Hive keeps metadata in a separate database. So for example if you have a table with a date partition it will use the metadata to know which partitions exist. So for example you have these partitions on hdfs:
If you drop parition "2013-11-27" it will also remove the metadata reference. So if you restore the data the partition will exist on hdfs but you still need to do some "add partition" commands before hive will know the partition exists.
It's usually a good idea to snapshot the metadata at the same time you snapshot the hdfs data so you get one consistent view which you can trust to be correct.
From: Binglin Chang [mailto:[EMAIL PROTECTED]]
Sent: Thursday, November 28, 2013 4:27 PM
To: [EMAIL PROTECTED]
Subject: Re: HDFS snapshots restore
snapshot restore feature is not implemented yet.

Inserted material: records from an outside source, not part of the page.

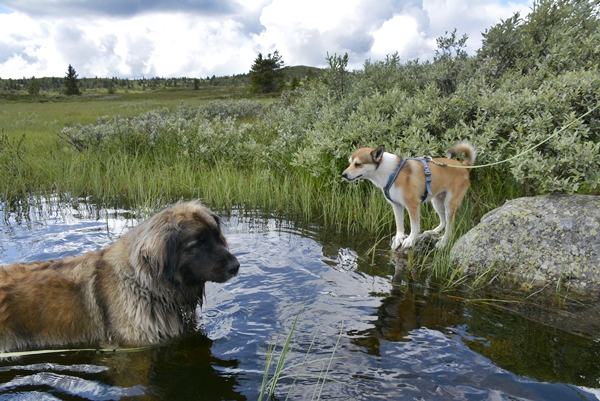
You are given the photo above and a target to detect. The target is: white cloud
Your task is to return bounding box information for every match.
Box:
[369,15,435,60]
[0,0,531,78]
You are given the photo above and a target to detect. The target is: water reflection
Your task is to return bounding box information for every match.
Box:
[0,200,600,400]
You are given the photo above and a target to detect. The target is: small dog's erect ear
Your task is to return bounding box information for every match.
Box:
[371,145,385,163]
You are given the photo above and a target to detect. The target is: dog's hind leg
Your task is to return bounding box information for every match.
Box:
[435,187,468,248]
[391,203,406,251]
[425,193,446,234]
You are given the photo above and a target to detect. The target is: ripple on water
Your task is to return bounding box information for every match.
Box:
[0,202,600,400]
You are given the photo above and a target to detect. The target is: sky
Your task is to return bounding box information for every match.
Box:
[0,0,533,79]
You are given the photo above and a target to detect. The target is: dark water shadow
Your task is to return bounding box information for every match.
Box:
[0,333,246,400]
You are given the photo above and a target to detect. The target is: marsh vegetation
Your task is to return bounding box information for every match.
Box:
[0,0,600,286]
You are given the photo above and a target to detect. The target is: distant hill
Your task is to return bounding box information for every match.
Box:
[0,65,323,94]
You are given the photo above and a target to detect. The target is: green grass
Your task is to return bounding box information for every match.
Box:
[0,87,523,288]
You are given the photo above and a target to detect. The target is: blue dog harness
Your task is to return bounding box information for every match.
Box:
[383,156,432,205]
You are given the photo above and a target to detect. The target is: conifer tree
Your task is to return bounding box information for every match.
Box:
[65,64,81,96]
[250,50,285,93]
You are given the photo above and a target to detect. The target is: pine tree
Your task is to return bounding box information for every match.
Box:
[65,64,81,96]
[250,50,285,93]
[27,77,40,95]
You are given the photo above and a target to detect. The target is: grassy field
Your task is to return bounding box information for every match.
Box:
[0,86,271,148]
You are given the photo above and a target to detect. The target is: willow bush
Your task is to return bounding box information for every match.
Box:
[0,0,600,234]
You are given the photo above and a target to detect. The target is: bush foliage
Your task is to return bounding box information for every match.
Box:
[55,0,600,194]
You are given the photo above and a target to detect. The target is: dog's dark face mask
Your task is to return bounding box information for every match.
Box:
[175,215,240,285]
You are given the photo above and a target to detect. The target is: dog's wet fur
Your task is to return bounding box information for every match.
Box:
[0,201,240,351]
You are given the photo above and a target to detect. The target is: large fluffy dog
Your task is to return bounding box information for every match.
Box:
[342,142,476,250]
[0,202,240,350]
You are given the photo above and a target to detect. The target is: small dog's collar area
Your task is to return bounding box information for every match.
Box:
[383,156,434,205]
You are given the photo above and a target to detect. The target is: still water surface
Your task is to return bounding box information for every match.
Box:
[0,201,600,401]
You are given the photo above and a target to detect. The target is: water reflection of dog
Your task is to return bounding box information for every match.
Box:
[0,330,246,401]
[0,202,240,350]
[352,255,464,355]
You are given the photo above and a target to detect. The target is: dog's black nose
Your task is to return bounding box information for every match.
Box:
[225,255,240,277]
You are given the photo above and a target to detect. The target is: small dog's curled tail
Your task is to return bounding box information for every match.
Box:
[446,142,477,166]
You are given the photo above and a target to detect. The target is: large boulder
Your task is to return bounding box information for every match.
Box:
[451,195,600,295]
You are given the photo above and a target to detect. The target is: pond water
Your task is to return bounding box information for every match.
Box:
[0,200,600,401]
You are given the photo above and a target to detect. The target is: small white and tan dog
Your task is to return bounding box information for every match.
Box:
[342,142,477,250]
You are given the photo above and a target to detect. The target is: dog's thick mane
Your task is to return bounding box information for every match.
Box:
[0,202,239,350]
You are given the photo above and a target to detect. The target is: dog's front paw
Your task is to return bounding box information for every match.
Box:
[392,234,406,251]
[402,235,417,248]
[435,237,448,249]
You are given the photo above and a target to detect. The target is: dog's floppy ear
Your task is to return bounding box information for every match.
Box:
[129,210,181,278]
[371,145,385,163]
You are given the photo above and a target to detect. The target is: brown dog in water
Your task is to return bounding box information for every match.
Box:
[0,202,240,351]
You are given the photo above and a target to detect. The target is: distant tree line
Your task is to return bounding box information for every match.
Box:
[0,74,250,94]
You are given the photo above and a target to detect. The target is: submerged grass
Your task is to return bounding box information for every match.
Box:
[258,294,348,401]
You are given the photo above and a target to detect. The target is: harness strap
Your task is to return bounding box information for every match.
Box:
[383,156,433,205]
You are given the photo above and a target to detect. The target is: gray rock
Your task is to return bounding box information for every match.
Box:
[451,195,600,293]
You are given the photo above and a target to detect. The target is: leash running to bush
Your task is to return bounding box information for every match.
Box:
[423,103,600,168]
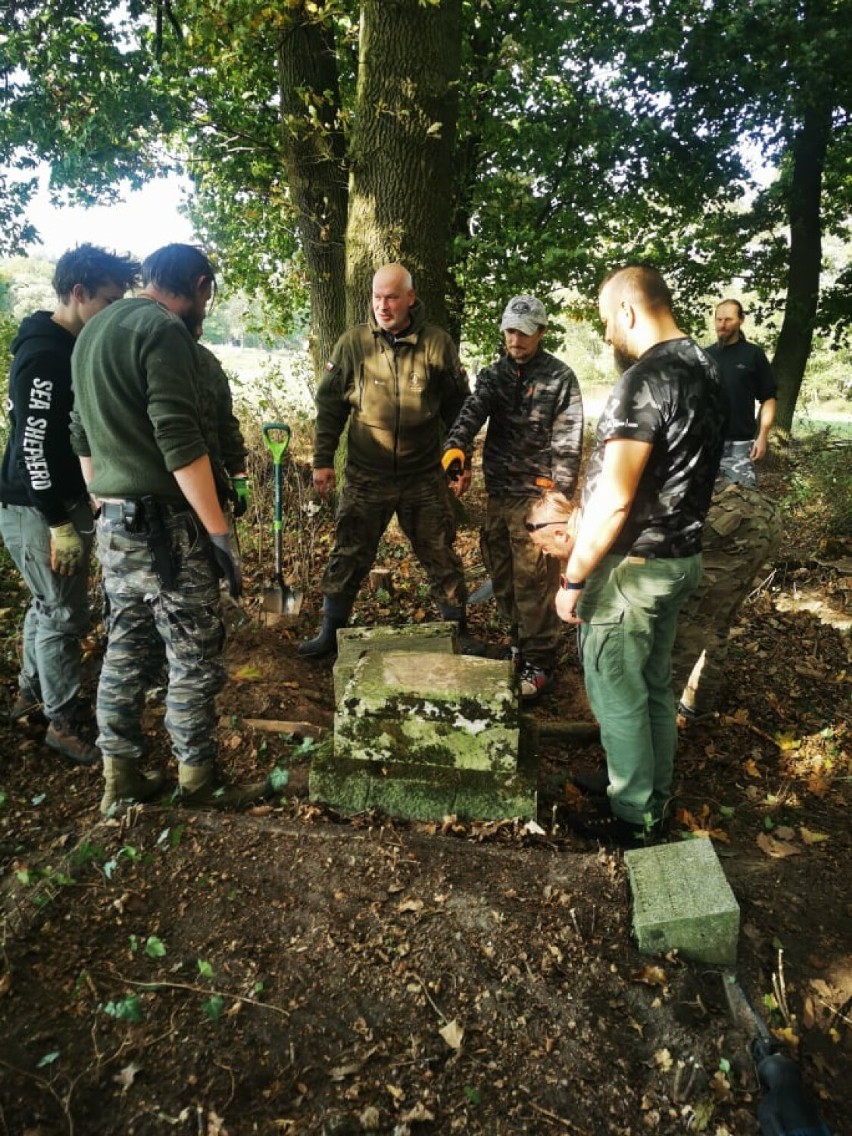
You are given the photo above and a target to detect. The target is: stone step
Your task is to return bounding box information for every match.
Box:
[624,838,740,966]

Currently you can use distcp to copy snapshot dir to your new cluster, suppose your hive dir is /user/hive/, snapshot dir is /user/hive/.snapshot/sn0, you can:
distcp hfds://oldcluster:8020/user/hive/.snapshot/sn0 hdfs://newcluster:8020/somedir
On Thu, Nov 28, 2013 at 9:47 PM, Juan Martin Pampliega <[EMAIL PROTECTED]<mailto:[EMAIL PROTECTED]>> wrote:
I have read the documentation about HDFS snapshots for hadoop 2 (http://hadoop.apache.org/docs/current/hadoop-project-dist/hadoop-hdfs/HdfsSnapshots.html) but it is still not clear how do I use this snapshots to restore the data.
Lets say I have a directory with the data corresponding to a Hive table that I want to backup. I take a snapshot today and tomorrow I find out that the modifications done to the table/directory after the snapshot are wrong and I want to revert the directory to the snapshot state. How do I achieve this?
Also, can I extract the snapshot from HDFS and save it in an external storage and later use it to restore this directory in a new empty cluster? or which is the recommended way to do this?